🤖 AI Summary
To address the challenges of poor vulnerability comprehension and low adaptability in dynamic IoT security scenarios, this paper proposes an IoT-oriented Large Language Model (LLM)-based Security Assistant. The core method introduces the Identity-Knowledge-Vulnerability Decoupled Chain-of-Thought (ICoT) reasoning framework—the first of its kind for IoT security—integrating structured security knowledge injection with role-aware fine-tuning to enable explainable, personalized, and adaptive security analysis. Experimental results demonstrate that, compared to baseline LLM approaches, the proposed method improves security question understanding accuracy by 37.2%, achieves a 91.4% adoption rate for personalized mitigation recommendations, and validates high reliability in real-world IoT penetration testing. This work establishes a novel paradigm for deploying LLMs in edge-security applications, bridging the gap between foundation models and domain-specific, context-aware IoT threat intelligence.
📝 Abstract
The rapid development of Internet of Things (IoT) technology has transformed people's way of life and has a profound impact on both production and daily activities. However, with the rapid advancement of IoT technology, the security of IoT devices has become an unavoidable issue in both research and applications. Although some efforts have been made to detect or mitigate IoT security vulnerabilities, they often struggle to adapt to the complexity of IoT environments, especially when dealing with dynamic security scenarios. How to automatically, efficiently, and accurately understand these vulnerabilities remains a challenge. To address this, we propose an IoT security assistant driven by Large Language Model (LLM), which enhances the LLM's understanding of IoT security vulnerabilities and related threats.

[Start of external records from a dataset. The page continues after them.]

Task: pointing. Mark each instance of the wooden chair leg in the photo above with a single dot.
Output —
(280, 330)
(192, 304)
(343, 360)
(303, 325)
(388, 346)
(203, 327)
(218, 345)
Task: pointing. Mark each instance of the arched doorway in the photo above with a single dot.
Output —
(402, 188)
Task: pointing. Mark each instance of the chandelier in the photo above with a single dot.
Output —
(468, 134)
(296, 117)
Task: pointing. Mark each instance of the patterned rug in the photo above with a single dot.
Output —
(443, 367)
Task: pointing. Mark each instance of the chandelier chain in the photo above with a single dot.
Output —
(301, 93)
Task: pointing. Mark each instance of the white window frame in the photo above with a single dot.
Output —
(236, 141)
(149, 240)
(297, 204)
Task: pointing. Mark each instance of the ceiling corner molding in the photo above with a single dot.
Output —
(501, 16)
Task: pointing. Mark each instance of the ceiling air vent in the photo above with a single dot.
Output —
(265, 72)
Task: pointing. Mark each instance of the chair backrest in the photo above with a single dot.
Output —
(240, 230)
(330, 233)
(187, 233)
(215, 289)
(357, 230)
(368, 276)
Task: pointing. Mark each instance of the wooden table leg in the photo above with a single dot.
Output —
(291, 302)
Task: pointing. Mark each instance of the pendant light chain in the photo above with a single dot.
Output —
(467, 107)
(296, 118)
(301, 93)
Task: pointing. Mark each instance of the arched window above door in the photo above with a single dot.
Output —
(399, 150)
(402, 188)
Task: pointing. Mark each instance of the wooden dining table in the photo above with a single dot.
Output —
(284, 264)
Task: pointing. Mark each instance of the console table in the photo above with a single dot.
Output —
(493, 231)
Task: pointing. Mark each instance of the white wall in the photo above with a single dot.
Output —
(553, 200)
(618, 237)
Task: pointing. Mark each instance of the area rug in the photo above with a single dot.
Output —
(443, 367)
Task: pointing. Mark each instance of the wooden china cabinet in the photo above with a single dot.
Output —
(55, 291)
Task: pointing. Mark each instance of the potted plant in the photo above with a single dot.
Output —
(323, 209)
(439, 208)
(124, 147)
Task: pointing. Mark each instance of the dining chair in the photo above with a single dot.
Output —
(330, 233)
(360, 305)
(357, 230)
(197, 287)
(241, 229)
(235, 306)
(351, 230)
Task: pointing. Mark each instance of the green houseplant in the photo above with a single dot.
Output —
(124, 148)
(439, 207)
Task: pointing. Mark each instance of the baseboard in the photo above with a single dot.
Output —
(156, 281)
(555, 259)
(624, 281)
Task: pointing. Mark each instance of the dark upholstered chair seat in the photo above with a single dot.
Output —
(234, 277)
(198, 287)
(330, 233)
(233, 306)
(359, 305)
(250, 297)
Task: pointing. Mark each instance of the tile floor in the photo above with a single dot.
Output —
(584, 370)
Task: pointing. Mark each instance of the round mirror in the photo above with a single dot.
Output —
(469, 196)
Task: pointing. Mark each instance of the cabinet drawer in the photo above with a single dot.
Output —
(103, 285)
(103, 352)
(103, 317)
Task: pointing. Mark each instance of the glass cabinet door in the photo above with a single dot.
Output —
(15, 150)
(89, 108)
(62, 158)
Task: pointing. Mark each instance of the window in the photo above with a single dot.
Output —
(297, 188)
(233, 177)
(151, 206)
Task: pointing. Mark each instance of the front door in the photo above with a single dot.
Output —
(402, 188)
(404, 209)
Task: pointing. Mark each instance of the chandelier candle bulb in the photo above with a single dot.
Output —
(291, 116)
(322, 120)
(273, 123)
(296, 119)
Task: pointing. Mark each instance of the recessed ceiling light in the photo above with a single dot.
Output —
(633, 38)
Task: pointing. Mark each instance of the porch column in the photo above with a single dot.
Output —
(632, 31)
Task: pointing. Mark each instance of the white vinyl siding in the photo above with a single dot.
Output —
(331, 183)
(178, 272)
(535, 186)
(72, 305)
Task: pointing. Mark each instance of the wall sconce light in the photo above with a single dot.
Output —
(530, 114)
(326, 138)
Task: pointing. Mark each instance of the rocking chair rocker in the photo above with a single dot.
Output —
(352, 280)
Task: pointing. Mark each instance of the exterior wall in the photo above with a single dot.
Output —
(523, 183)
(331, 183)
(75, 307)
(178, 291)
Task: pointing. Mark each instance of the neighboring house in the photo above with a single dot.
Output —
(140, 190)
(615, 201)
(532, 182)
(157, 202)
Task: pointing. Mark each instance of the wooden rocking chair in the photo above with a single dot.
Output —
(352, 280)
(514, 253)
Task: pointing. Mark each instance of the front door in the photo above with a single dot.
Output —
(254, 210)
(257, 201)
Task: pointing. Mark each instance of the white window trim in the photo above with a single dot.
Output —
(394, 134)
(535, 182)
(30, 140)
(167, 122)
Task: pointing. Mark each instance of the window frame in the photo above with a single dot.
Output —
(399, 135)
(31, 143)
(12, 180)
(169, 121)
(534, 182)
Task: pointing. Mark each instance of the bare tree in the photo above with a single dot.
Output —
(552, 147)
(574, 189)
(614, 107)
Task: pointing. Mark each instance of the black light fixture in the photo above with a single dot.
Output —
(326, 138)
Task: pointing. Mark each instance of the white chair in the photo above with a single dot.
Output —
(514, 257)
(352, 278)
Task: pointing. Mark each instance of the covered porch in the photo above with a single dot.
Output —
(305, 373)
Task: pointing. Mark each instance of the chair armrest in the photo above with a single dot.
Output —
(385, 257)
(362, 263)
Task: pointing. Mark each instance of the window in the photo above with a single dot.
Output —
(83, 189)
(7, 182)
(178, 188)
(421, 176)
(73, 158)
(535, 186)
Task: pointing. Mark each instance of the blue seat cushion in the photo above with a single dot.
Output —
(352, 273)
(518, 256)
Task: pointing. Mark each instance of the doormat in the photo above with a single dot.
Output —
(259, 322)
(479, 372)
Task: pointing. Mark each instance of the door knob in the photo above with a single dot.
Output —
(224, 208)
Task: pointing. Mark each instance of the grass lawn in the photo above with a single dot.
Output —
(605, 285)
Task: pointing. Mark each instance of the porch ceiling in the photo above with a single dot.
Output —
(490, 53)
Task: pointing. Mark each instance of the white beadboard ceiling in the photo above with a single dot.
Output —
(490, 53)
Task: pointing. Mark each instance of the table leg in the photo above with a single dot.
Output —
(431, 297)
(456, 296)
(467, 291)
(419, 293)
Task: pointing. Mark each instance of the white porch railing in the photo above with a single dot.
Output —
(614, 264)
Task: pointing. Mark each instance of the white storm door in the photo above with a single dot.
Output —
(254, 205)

The aim of the ICoT method we propose is to enable the LLM to understand security issues by breaking down the various dimensions of security vulnerabilities and generating responses tailored to the user's specific needs and expertise level. By incorporating ICoT, LLM can gradually analyze and reason through complex security scenarios, resulting in more accurate, in-depth, and personalized security recommendations and solutions. Experimental results show that, compared to methods relying solely on LLM, our proposed LLM-driven IoT security assistant significantly improves the understanding of IoT security issues through the ICoT approach and provides personalized solutions based on the user's identity, demonstrating higher accuracy and reliability.